The BGF, which has geographical bases in London, Birmingham and Edinburgh, was proposed by Britain’s biggest banks in October.
SMEs that turn over between £10 million and £100m will be offered funding of between £2m and £10m in return for an equity stake and a seat on their board for a BGF director.
Five banks – Barclays, HSBC, Lloyds, Royal Bank of Scotland and Standard Chartered – are contributing to the fund, which will be co-ordinated by the British Bankers’ Association (BBA).
Stephen Welton, BGF chief executive, said: “Companies of this size have often struggled to secure financing to support their growth plans – too big for start up funding and too small to tap into larger commercial funding. We are responding to that need.
“We will not only provide longer-term finance but will also offer on-going help and advice, working closely with the businesses that we back.”
Frank Blin, executive chairman at accountancy firm PwC, said: “The combination of higher borrowing costs, funders’ attitude to risk and banks’ smaller balance sheets has resulted in many SMEs experiencing difficulties in obtaining finance. The BGF will provide a welcome alternative source of finance for businesses focused on growth and, as a result, could boost investment activity.”
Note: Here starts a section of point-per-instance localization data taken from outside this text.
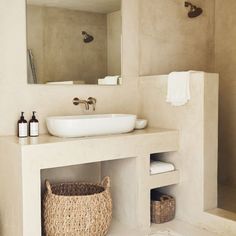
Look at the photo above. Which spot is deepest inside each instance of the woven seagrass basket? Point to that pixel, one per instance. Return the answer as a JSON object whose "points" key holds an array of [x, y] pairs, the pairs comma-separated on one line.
{"points": [[77, 209], [162, 208]]}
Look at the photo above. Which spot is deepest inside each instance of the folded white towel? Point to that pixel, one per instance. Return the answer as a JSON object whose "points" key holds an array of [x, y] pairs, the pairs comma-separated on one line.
{"points": [[109, 80], [158, 167], [178, 92]]}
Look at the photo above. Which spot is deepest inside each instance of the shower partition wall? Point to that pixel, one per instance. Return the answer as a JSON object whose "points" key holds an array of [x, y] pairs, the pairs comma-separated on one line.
{"points": [[225, 64]]}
Brendan Flattery, CEO of Sage UK, commented: “Whilst initiatives like the Business Growth Fund are at least a step in the right direction, the criteria set for application to the fund means that relatively few businesses can actually benefit. Opening up finance to established businesses with a turnover of £10m or more is hardly a step-change to the status quo, where banks remain highly conservative, and risk averse in their lending.
“Speaking to our customers, the issue remains that smaller businesses and start-ups are still routinely being denied access to finance at a time when many are being hit hard by rising costs, fuel charges and VAT. It’s good to see pressure being put on banks to open up lending, but the problem of wider access to finance among smaller businesses and start-ups still seems unresolved.”
The British Chambers of Commerce has also warned that the BGF will only appeal to a limited number of companies, as many businesses will not want to offer the banks an equity stake.
Yet many economists have called for a change from debt funding to equity funding as one of the ways to restructure the British economy.